Presiden Amerika Serikat, Donald Trump, mengumumkan peninjauan kebijakan imigrasi terhadap warga dari 19 negara setelah serangan terhadap dua anggota Garda Nasional di Washington D.C. Insiden ini memicu reaksi cepat dari pemerintah dan menimbulkan perdebatan tentang keamanan nasional serta kewarganegaraan.
Insiden penembakan terjadi pada hari Rabu (19/11) di dekat Gedung Putih.
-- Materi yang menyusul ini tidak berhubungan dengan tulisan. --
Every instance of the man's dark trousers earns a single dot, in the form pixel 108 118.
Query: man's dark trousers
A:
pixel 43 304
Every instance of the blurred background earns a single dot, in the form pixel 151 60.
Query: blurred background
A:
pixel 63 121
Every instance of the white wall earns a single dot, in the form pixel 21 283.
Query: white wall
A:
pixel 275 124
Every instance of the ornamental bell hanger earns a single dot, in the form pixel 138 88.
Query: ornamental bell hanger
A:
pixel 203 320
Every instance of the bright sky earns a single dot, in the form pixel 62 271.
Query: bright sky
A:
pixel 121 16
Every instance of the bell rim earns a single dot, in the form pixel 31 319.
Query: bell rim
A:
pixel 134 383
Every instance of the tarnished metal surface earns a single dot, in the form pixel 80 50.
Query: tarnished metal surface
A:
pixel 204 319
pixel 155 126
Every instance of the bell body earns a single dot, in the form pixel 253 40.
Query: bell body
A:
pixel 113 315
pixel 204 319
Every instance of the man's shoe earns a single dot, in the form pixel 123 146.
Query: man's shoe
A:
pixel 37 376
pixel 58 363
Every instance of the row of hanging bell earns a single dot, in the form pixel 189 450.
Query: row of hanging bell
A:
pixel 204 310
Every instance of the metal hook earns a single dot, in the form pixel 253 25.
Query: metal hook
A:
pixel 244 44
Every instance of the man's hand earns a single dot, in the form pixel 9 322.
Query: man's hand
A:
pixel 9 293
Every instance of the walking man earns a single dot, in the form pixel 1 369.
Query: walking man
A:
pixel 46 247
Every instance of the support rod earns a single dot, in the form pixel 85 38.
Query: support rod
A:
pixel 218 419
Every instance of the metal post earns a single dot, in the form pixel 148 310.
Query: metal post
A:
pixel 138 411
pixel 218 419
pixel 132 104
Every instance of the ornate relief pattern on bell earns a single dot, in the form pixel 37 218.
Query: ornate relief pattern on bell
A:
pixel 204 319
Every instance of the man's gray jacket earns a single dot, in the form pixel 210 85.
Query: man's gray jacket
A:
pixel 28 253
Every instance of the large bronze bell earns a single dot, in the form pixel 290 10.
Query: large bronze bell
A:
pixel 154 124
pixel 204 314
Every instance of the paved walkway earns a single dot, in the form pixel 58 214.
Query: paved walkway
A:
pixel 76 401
Seorang warga Afghanistan, Rahmanullah Lakanwal, menembak dua anggota Garda Nasional, salah satunya tewas dan yang lainnya kritis. Lakanwal, yang sebelumnya bekerja dengan militer AS di Afganistan, kini ditahan dan menjalani perawatan medis. FBI sedang menyelidiki motif serangan tersebut, sementara jaksa agung berencana menuntut tersangka dengan tuduhan terorisme.
Setelah insiden tersebut, pemerintahan Trump langsung memerintahkan peninjauan ulang terhadap status penduduk tetap imigran dari 19 negara. Daftar tersebut mencakup Afganistan, Iran, Somalia, Libya, Yaman, Kuba, Venezuela, Chad, dan Eritrea. Direktur Layanan Kewarganegaraan dan Imigrasi AS, Joseph Edlow, menyatakan bahwa semua pemegang kartu hijau dari negara-negara tersebut akan diperiksa secara ketat.
Trump juga mengumumkan rencana untuk menghentikan migrasi permanen dari negara-negara dunia ketiga. Ia menulis dalam unggahan media sosialnya bahwa kebijakan tersebut bertujuan untuk “memungkinkan sistem Amerika Serikat pulih sepenuhnya.” Namun, langkah ini telah dikritik oleh banyak pihak karena dinilai diskriminatif dan tidak adil terhadap ratusan ribu penduduk tetap yang sah.
Para kritikus memperingatkan bahwa kebijakan ini bisa berdampak besar bagi warga asing yang sudah tinggal lama di AS. Mereka khawatir peninjauan akan mengarah pada pencabutan status atau deportasi tanpa dasar hukum yang jelas. Meski begitu, pemerintah menyatakan bahwa tindakan ini adalah bagian dari upaya perlindungan keamanan nasional.
Pengetatan kebijakan imigrasi bukanlah hal baru di masa jabatan Trump. Selama ini, ia terkenal dengan pendekatan keras terhadap imigran ilegal. Operasi penangkapan massal oleh Badan Imigrasi dan Bea Cukai (ICE) sering dikritik oleh kelompok hak asasi manusia. Namun, Trump tetap bersikeras bahwa kebijakan tersebut diperlukan untuk menjaga keamanan negara.
Kasus penembakan di Washington D.C. memberi ruang bagi Trump untuk kembali menekankan isu reformasi imigrasi. Meski tersangka justru mendapatkan status suaka di bawah pemerintahan Trump, insiden ini digunakan sebagai alasan untuk memperketat aturan. Pemerintah juga menghentikan sementara pemrosesan aplikasi imigrasi dari Afghanistan.
Sementara itu, keluarga korban masih berduka atas tragedi yang terjadi. Gary Beckstrom, ayah dari Sarah Beckstrom, mengatakan bahwa keluarganya “menghadapi tragedi yang tak terbayangkan.” Reaksi publik terhadap kebijakan baru ini masih beragam, dengan beberapa pihak mendukung langkah pemerintah sementara yang lain mengecamnya sebagai diskriminatif.
Analisis ringan menunjukkan bahwa kebijakan ini bisa memengaruhi stabilitas sosial dan ekonomi AS. Banyak imigran dari negara-negara yang ditinjau berkontribusi besar terhadap ekonomi negara. Peninjauan yang tidak jelas akibatnya bisa menimbulkan ketidakpastian bagi masyarakat dan bisnis.
Meskipun pemerintah menyatakan bahwa kebijakan ini bertujuan untuk keamanan nasional, banyak ahli mempertanyakan efektivitasnya. Mereka berpendapat bahwa penghapusan migrasi dari negara tertentu tidak akan menghentikan ancaman keamanan, melainkan hanya memperburuk hubungan internasional.
Pemantauan terhadap perkembangan kasus ini sangat penting. Masyarakat menantikan keputusan resmi dari pemerintah mengenai dampak kebijakan baru ini. Jika peninjauan berujung pada pencabutan status atau deportasi, maka akan ada dampak luas bagi warga asing dan komunitas mereka.
Dalam waktu dekat, pemerintah kemungkinan akan memberikan penjelasan lebih lanjut tentang proses peninjauan dan rencana kebijakan imigrasi selanjutnya. Sementara itu, para pengamat tetap mengawasi situasi ini dengan cermat.